Don’t tell the bride! (or how to fix a rip in a lace shawl)

After the wedding, I “borrowed” the veil to wash it, reblock it and take some better pictures of it since I hadn’t had time for those before I had to get it to the bride. I’m really glad I did because I found this:

Fixing lace shawl (II)

That, my friends, is a rip: one cut or snapped thread and two unravelled rows. I did see one of the guests get her bracelet caught in the veil when she hugged my sister so I think the thread was either snapped or weakened at that point and it was just very lucky that there wasn’t a bigger hole by the time it was spotted.

After an initial moment of panic, I caught all the loops that I could see with safety pins to prevent anything unravelling further:

Fixing lace shawl (I)

Then I put the shawl aside for 24 hours while I gathered the courage to tackle the repair.

The next evening I sat down with a glass of wine and some chocolate and started researching how to repair lace shawls. I was surprised to find that there’s very little information out there. Endless tutorials and videos on how to repair mistakes in lace as you’re knitting it and references to a couple of books that might have more information: Margaret Stoves’ Wrapped in Lace (available in hard-copy but not electronically and wouldn’t be with me before I had to return the shawl) and Elizabeth Lovick’s Magical Shetland Lace Shawls to Knit (due to be published September 2015) but almost nothing that could help right there, right then.

What I did find was a very old Knitty article on general knitting repair which helped me figure out a plan.
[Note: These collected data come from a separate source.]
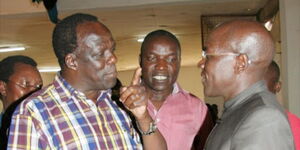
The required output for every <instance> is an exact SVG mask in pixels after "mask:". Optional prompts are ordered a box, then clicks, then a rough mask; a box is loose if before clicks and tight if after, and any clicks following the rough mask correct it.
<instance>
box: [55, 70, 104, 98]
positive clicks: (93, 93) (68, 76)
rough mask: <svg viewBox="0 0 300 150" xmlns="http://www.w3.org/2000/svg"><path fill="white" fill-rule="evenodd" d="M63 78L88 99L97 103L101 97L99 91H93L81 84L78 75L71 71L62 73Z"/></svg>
mask: <svg viewBox="0 0 300 150" xmlns="http://www.w3.org/2000/svg"><path fill="white" fill-rule="evenodd" d="M61 76H62V77H63V78H64V79H65V80H66V81H67V82H68V83H69V84H70V85H71V86H72V87H73V88H74V89H76V90H78V91H80V92H82V93H83V94H84V95H85V96H86V97H87V98H88V99H91V100H92V101H93V102H94V103H96V102H97V98H98V95H99V90H92V89H90V88H89V87H86V86H84V85H86V84H82V82H80V80H78V79H80V77H77V76H76V74H74V73H73V72H70V71H64V72H61Z"/></svg>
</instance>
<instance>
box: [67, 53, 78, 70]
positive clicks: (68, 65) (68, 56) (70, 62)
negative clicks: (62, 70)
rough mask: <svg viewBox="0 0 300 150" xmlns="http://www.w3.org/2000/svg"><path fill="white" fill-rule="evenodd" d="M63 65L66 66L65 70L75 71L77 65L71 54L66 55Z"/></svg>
mask: <svg viewBox="0 0 300 150" xmlns="http://www.w3.org/2000/svg"><path fill="white" fill-rule="evenodd" d="M65 64H66V66H67V68H69V69H72V70H77V67H78V63H77V60H76V55H74V54H73V53H69V54H67V55H66V57H65Z"/></svg>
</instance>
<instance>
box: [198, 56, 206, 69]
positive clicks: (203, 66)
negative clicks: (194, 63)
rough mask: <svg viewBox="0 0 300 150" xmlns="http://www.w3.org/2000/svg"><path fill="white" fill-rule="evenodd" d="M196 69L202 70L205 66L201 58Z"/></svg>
mask: <svg viewBox="0 0 300 150" xmlns="http://www.w3.org/2000/svg"><path fill="white" fill-rule="evenodd" d="M197 66H198V68H200V69H204V66H205V59H204V58H202V59H201V60H200V61H199V62H198V65H197Z"/></svg>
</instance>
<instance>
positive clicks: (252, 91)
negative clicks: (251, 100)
mask: <svg viewBox="0 0 300 150" xmlns="http://www.w3.org/2000/svg"><path fill="white" fill-rule="evenodd" d="M264 90H267V87H266V85H265V82H264V81H263V80H261V81H258V82H256V83H254V84H253V85H252V86H250V87H249V88H247V89H246V90H244V91H243V92H241V93H239V94H238V95H237V96H235V97H234V98H232V99H230V100H228V101H226V102H225V104H224V108H225V109H230V108H233V107H235V106H237V105H239V104H241V103H243V102H244V101H245V100H247V98H248V97H250V96H252V95H253V94H255V93H258V92H261V91H264Z"/></svg>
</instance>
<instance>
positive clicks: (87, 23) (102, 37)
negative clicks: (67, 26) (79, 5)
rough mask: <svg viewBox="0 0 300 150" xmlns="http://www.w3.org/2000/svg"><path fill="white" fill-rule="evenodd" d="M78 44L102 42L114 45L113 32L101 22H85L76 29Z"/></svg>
mask: <svg viewBox="0 0 300 150" xmlns="http://www.w3.org/2000/svg"><path fill="white" fill-rule="evenodd" d="M76 31H77V42H79V43H80V42H83V41H85V42H94V41H97V42H101V43H107V42H109V43H113V44H114V40H113V38H112V35H111V32H110V31H109V30H108V29H107V28H106V27H105V26H104V25H102V24H100V23H99V22H85V23H82V24H79V25H78V26H77V28H76Z"/></svg>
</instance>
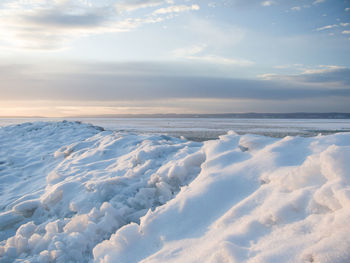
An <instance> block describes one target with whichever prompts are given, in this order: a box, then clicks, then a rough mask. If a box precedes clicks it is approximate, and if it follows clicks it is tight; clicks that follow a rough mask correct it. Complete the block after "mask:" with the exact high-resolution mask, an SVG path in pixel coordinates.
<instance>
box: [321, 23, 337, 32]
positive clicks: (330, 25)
mask: <svg viewBox="0 0 350 263" xmlns="http://www.w3.org/2000/svg"><path fill="white" fill-rule="evenodd" d="M335 27H338V25H335V24H334V25H327V26H323V27H319V28H316V31H322V30H326V29H332V28H335Z"/></svg>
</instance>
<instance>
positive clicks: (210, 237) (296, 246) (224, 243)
mask: <svg viewBox="0 0 350 263" xmlns="http://www.w3.org/2000/svg"><path fill="white" fill-rule="evenodd" d="M349 158H350V134H347V133H339V134H334V135H327V136H317V137H308V138H303V137H298V136H296V137H285V138H282V139H279V138H270V137H264V136H259V135H249V134H247V135H238V134H236V133H234V132H229V133H228V134H226V135H223V136H220V137H219V139H217V140H212V141H206V142H192V141H187V140H185V139H179V138H173V137H169V136H164V135H155V134H134V133H130V132H113V131H102V130H101V129H99V128H97V127H94V126H92V125H87V124H81V123H75V122H51V123H45V122H36V123H32V124H22V125H17V126H7V127H3V128H0V180H1V188H0V191H1V192H0V193H1V195H0V208H1V212H0V229H1V240H2V241H1V242H0V262H13V261H14V260H15V259H17V260H18V262H21V260H22V261H24V260H28V262H54V261H55V262H68V261H69V260H71V261H73V262H86V261H96V262H128V263H129V262H139V261H142V262H269V263H270V262H340V263H343V262H344V263H345V262H348V261H349V260H350V252H349V251H350V242H348V241H347V240H348V238H347V237H348V236H350V230H348V227H347V224H348V218H350V177H349V176H350V165H349V163H350V159H349Z"/></svg>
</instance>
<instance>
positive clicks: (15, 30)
mask: <svg viewBox="0 0 350 263" xmlns="http://www.w3.org/2000/svg"><path fill="white" fill-rule="evenodd" d="M116 1H117V0H111V1H94V2H92V1H91V2H90V1H82V0H54V1H51V2H50V1H46V0H26V1H22V0H15V1H11V2H5V3H2V8H1V9H0V19H1V24H0V39H1V40H2V42H3V43H5V45H4V44H3V48H9V49H13V48H15V49H37V50H56V49H62V48H65V47H67V46H68V44H69V43H70V42H71V41H72V40H73V39H75V38H78V37H82V36H88V35H92V34H103V33H117V32H127V31H130V30H133V29H135V28H138V27H140V26H142V25H145V24H152V23H159V22H162V21H163V20H165V19H171V18H172V17H159V16H157V15H154V14H153V15H152V12H153V11H154V9H155V8H154V7H155V6H158V5H161V4H173V3H174V1H173V0H150V1H147V2H146V1H143V0H128V1H119V2H118V4H116V3H115V2H116ZM116 6H117V10H116ZM147 7H149V8H151V10H147V11H146V12H145V14H143V15H139V16H138V17H135V16H134V15H131V14H129V13H130V12H131V11H133V10H137V9H140V8H147ZM180 9H181V8H180ZM180 9H179V8H178V9H177V8H175V7H173V9H171V10H172V11H173V12H178V11H179V10H180ZM190 9H191V10H197V9H199V6H197V5H192V6H190ZM169 10H170V9H169ZM122 11H123V12H122ZM125 11H128V12H126V13H125Z"/></svg>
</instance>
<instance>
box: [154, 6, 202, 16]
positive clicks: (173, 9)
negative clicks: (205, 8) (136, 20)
mask: <svg viewBox="0 0 350 263" xmlns="http://www.w3.org/2000/svg"><path fill="white" fill-rule="evenodd" d="M199 9H200V7H199V5H191V6H187V5H173V6H169V7H164V8H160V9H157V10H155V11H153V14H154V15H163V14H169V13H180V12H187V11H191V10H199Z"/></svg>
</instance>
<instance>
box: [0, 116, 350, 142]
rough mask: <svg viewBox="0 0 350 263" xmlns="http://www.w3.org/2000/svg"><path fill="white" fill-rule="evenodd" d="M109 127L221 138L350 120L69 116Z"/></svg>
mask: <svg viewBox="0 0 350 263" xmlns="http://www.w3.org/2000/svg"><path fill="white" fill-rule="evenodd" d="M60 120H63V119H60V118H51V119H47V118H25V119H21V118H17V119H1V118H0V127H1V126H6V125H9V124H18V123H23V122H33V121H60ZM66 120H69V121H81V122H84V123H91V124H93V125H97V126H100V127H103V128H105V129H106V130H113V131H125V132H136V133H153V134H154V133H160V134H167V135H169V136H175V137H181V136H183V137H185V138H186V139H189V140H194V141H206V140H210V139H217V138H218V136H220V135H223V134H226V133H227V132H228V131H230V130H233V131H235V132H236V133H238V134H258V135H265V136H270V137H276V138H282V137H285V136H288V135H290V136H295V135H300V136H303V137H310V136H316V135H318V134H323V135H326V134H333V133H337V132H350V119H228V118H227V119H226V118H80V119H79V118H66Z"/></svg>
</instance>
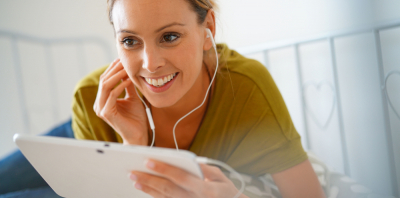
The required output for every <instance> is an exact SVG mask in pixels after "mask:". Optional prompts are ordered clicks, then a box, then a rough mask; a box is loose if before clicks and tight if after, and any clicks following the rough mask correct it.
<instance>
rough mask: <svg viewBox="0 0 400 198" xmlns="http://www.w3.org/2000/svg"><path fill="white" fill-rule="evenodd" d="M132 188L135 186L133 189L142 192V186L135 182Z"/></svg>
mask: <svg viewBox="0 0 400 198" xmlns="http://www.w3.org/2000/svg"><path fill="white" fill-rule="evenodd" d="M133 186H135V188H136V189H138V190H142V185H140V184H139V183H137V182H135V183H133Z"/></svg>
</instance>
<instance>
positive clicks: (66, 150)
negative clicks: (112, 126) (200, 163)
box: [14, 134, 203, 198]
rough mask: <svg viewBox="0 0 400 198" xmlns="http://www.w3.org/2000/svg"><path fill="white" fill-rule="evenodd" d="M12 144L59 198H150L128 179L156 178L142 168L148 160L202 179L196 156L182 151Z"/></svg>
mask: <svg viewBox="0 0 400 198" xmlns="http://www.w3.org/2000/svg"><path fill="white" fill-rule="evenodd" d="M14 142H15V143H16V144H17V146H18V147H19V148H20V150H21V152H22V153H23V154H24V156H25V157H26V158H27V159H28V161H29V162H30V163H31V164H32V165H33V167H34V168H35V169H36V170H37V171H38V172H39V174H40V175H41V176H42V177H43V179H44V180H45V181H46V182H47V183H48V184H49V185H50V187H51V188H52V189H53V190H54V191H55V192H56V193H57V194H58V195H60V196H62V197H68V198H81V197H82V198H91V197H112V198H114V197H118V198H123V197H143V198H146V197H151V196H150V195H148V194H146V193H144V192H142V191H140V190H137V189H136V188H135V187H134V186H133V185H132V183H133V182H132V180H130V179H129V178H128V173H130V171H132V170H137V171H142V172H147V173H152V174H155V173H154V172H151V171H150V170H149V169H147V168H146V167H145V165H144V161H145V160H146V159H149V158H151V159H156V160H159V161H163V162H166V163H168V164H171V165H174V166H177V167H180V168H182V169H184V170H186V171H188V172H190V173H192V174H193V175H196V176H198V177H199V178H201V179H203V174H202V172H201V169H200V166H199V165H198V163H197V162H196V155H195V154H194V153H192V152H189V151H185V150H180V151H177V150H175V149H167V148H157V147H153V148H150V147H145V146H124V145H121V144H118V143H110V142H102V141H89V140H75V139H71V138H60V137H49V136H33V135H24V134H15V135H14Z"/></svg>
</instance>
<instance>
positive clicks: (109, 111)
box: [101, 79, 131, 118]
mask: <svg viewBox="0 0 400 198" xmlns="http://www.w3.org/2000/svg"><path fill="white" fill-rule="evenodd" d="M129 83H131V80H130V79H127V80H125V81H122V83H121V84H119V85H118V86H117V87H115V88H114V89H113V90H112V91H111V92H110V94H109V95H108V98H107V102H106V104H105V105H104V108H103V109H102V111H101V116H102V117H103V118H107V117H108V116H109V115H108V113H109V112H111V109H112V108H114V107H115V104H116V103H117V99H118V96H119V95H121V94H122V92H123V91H124V89H125V88H126V87H127V86H128V85H129Z"/></svg>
I had two missing rows of knitting and had the loops of the stitches in the row above and row below these. For one of the missing rows, I had the unbroken strand of yarn that should form the loops of that row but the strand for the other was the strand that had snapped. I was also lucky that the sections of the two rows that had unravelled were basically stocking stitch so there wasn’t any complicated lace patterning to be recreated.

Tackling the easier problem first, I used a crochet hook to re-form the stitches using the unbroken strand pulling the strand through each of the loops in the row below in turn and placing the newly formed stitches onto a holder.

For the other row, I grafted the stitches that I had just made with the crochet hook to the loops of the row above using Kitchener stitch with a length of spare yarn and a sewing needle. I tried to make sure when I was securing the ends of the new yarn that I also caught the ends on either side of the section of yarn that had split so that it wouldn’t unravel any further.

Fixing lace shawl (III)

The finished repair isn’t perfect. I should possibly have added an extra horizontal strand as described in the “Tears and holes — weaving method” section of the Knitty article before grafting. However, you have to look quite carefully to find it and it won’t be visible when the shawl is used.

Fixing lace shawl (IV)

Also, the shawl already has quite an “antique” feel to it (lots of the wedding guests couldn’t believe that it was finished less than 72 hours before the wedding and not decades earlier) so a small repair absolutely isn’t out of place in an item that is hopefully going to be a beloved family heirloom.

I also hope that if you’ve found this post because you’re looking for the same help that I was that it has been useful!